UW Imposes 20-Tweet Limit On Live Events
theodp writes "GeekWire's Taylor Soper reports that the University of Washington has capped live sports coverage at 20 Tweets per basketball game (45 for football) and threatens to revoke the credentials of journalists who dare exceed the Twitter limits. Tacoma News Tribune reporter Todd Dybas was reportedly 'reprimanded' after drawing the ire of the UW Athletic Dept. for apparently Tweeting too much during UW's 85-63 Sunday win over Loyola."
In basketball, usually more points get made than goals get made in football so shouldn't the tweet limit be higher for basketball?
That's between them and their employer, not the organizer of the event they're covering, isn't it?
Can you imagine being asked to cover an event, but only allowed to write 6300 characters about it?
So um... what's to prevent random attendees (or previous credential-holders who have gotten their credentials revoked) from live tweeting the whole game?
"..sounds to me like it's a pro sports team first and everything else second."
To me it sounds like the ole 'protect our soon-to-be extinct business model at any costs' no matter how idiotic it is.
Can you imagine a reporter having their word limit set by the organisation they're covering rather than their own publication?
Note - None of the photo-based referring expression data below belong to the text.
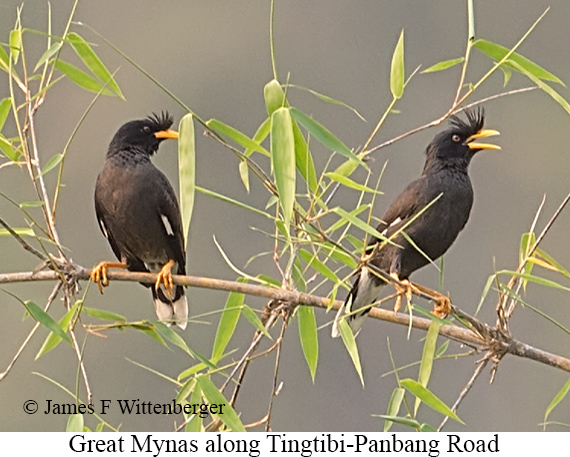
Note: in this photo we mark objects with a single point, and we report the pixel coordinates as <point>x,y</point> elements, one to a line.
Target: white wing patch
<point>103,228</point>
<point>167,225</point>
<point>396,221</point>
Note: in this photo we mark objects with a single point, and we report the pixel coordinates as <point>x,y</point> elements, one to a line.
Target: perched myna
<point>446,185</point>
<point>139,215</point>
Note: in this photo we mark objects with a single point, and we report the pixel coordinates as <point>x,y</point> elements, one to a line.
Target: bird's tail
<point>364,292</point>
<point>171,310</point>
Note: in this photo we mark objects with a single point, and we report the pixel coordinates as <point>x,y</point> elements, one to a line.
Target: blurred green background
<point>214,55</point>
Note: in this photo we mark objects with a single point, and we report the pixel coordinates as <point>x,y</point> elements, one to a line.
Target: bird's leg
<point>442,305</point>
<point>99,273</point>
<point>165,276</point>
<point>406,289</point>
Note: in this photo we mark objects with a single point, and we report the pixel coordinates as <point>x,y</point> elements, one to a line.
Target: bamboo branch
<point>474,336</point>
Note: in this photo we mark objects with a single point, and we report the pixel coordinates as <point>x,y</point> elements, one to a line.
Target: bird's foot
<point>442,305</point>
<point>407,289</point>
<point>165,277</point>
<point>99,273</point>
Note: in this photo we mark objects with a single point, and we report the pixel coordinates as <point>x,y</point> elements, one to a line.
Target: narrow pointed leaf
<point>283,160</point>
<point>186,171</point>
<point>397,73</point>
<point>350,344</point>
<point>215,397</point>
<point>81,78</point>
<point>443,65</point>
<point>52,163</point>
<point>309,337</point>
<point>48,54</point>
<point>557,399</point>
<point>429,398</point>
<point>516,61</point>
<point>426,364</point>
<point>545,87</point>
<point>323,136</point>
<point>5,106</point>
<point>75,423</point>
<point>92,61</point>
<point>52,339</point>
<point>46,320</point>
<point>274,96</point>
<point>394,406</point>
<point>227,324</point>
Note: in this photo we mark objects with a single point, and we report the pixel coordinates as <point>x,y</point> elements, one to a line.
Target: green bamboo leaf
<point>186,170</point>
<point>347,182</point>
<point>215,397</point>
<point>228,322</point>
<point>235,135</point>
<point>44,319</point>
<point>545,87</point>
<point>515,61</point>
<point>397,73</point>
<point>196,424</point>
<point>557,399</point>
<point>167,332</point>
<point>443,65</point>
<point>4,59</point>
<point>15,44</point>
<point>536,279</point>
<point>81,78</point>
<point>426,364</point>
<point>252,318</point>
<point>283,160</point>
<point>350,344</point>
<point>274,96</point>
<point>52,163</point>
<point>359,224</point>
<point>48,54</point>
<point>304,159</point>
<point>429,398</point>
<point>9,150</point>
<point>527,241</point>
<point>104,315</point>
<point>92,61</point>
<point>324,136</point>
<point>317,265</point>
<point>52,339</point>
<point>309,337</point>
<point>75,423</point>
<point>5,106</point>
<point>394,406</point>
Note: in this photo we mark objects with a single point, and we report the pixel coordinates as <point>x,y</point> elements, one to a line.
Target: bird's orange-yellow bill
<point>167,134</point>
<point>482,134</point>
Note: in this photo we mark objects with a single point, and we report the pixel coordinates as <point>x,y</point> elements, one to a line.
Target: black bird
<point>139,215</point>
<point>446,185</point>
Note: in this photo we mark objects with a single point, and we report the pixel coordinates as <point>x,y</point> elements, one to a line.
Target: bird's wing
<point>170,216</point>
<point>412,199</point>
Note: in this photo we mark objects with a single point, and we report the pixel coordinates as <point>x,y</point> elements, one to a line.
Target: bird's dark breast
<point>435,230</point>
<point>130,211</point>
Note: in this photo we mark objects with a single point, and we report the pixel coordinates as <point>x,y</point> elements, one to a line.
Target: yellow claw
<point>165,277</point>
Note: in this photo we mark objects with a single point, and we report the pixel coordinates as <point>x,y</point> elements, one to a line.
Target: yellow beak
<point>482,134</point>
<point>167,134</point>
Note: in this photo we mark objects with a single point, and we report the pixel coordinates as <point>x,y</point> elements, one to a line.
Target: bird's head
<point>145,134</point>
<point>457,145</point>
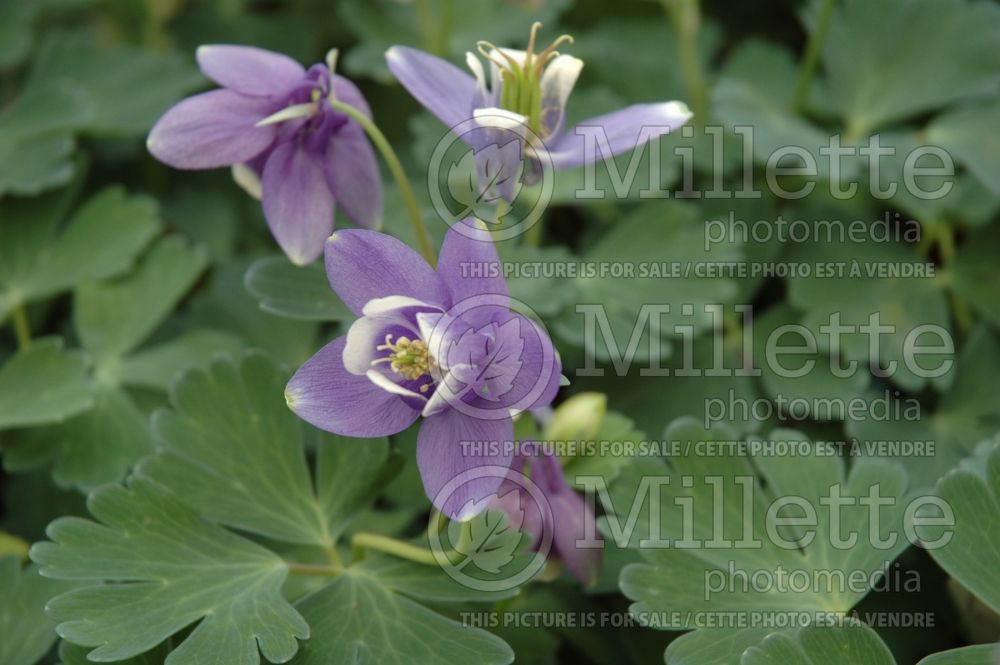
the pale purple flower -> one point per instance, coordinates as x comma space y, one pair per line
299, 163
442, 345
526, 91
568, 519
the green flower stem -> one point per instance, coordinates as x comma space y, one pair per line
312, 569
373, 541
21, 326
409, 200
686, 17
533, 236
814, 47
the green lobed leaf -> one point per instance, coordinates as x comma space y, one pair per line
981, 654
964, 416
296, 292
37, 138
151, 567
904, 302
16, 32
156, 367
972, 554
943, 50
974, 272
675, 579
95, 447
971, 135
37, 261
231, 449
128, 88
113, 318
853, 643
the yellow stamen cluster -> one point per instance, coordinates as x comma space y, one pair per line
410, 358
521, 90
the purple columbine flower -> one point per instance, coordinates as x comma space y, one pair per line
441, 344
568, 520
271, 122
527, 90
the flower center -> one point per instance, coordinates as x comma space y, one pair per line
410, 358
521, 80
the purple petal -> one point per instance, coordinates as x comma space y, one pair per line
363, 265
622, 130
347, 92
469, 267
353, 176
538, 376
325, 394
573, 520
249, 70
444, 89
298, 204
211, 130
442, 459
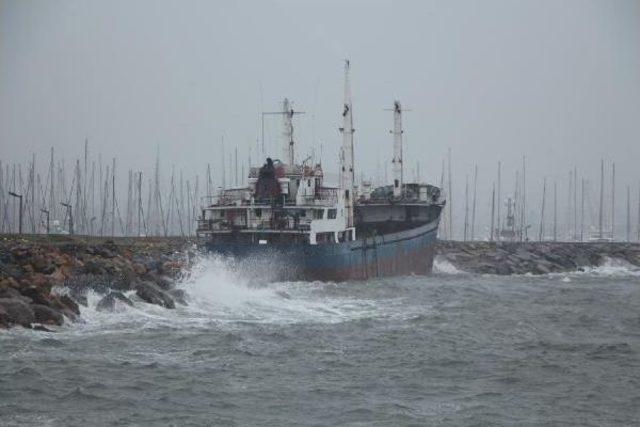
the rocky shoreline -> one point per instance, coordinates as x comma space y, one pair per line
45, 279
533, 257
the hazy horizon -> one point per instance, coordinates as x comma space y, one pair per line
557, 82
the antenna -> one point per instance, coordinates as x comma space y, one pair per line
287, 113
397, 162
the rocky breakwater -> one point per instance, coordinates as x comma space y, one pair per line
534, 257
44, 280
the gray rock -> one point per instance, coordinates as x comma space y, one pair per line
151, 293
13, 293
17, 311
47, 315
108, 302
179, 295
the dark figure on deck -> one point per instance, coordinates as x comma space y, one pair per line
268, 187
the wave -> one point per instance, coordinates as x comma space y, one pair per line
220, 291
444, 266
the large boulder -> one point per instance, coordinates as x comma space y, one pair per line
36, 294
108, 302
151, 293
47, 315
17, 311
179, 296
14, 293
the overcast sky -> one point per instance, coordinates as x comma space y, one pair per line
557, 81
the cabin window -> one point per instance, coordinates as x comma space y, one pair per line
326, 237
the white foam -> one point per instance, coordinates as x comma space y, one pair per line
444, 266
613, 267
221, 292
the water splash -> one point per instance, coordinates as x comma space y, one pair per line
443, 266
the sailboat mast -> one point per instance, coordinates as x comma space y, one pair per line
473, 208
613, 200
601, 211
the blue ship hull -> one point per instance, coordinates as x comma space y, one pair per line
400, 253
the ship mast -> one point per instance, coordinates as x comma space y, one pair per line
287, 114
397, 150
347, 175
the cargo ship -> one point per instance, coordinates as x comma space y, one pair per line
288, 224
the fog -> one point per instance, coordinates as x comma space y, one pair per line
556, 82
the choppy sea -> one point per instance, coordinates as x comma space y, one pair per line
449, 349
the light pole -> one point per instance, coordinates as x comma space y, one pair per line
11, 193
44, 211
68, 206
And being asked to write the article as the event occurs, in real time?
Can you imagine writing an article as a series of tweets?
Sounds very unprofessional.
When you recognize love in another and realize how precious it is, everything else seems so insignificant.
Can you imagine writing an article as a series of tweets?
Sounds very unprofessional.
A few months back (August 2012), Cassian Elwes (an independent film producer) posted a series of tweets about his interaction with a distraught veteran on a flight from New York to Los Angeles. (Sorry for the Buzzfeed link, it came from MetaFilter, I swear!)
While it's not Pulitzer-level journalism, the story does emerge reasonably well from Elwes's tweets.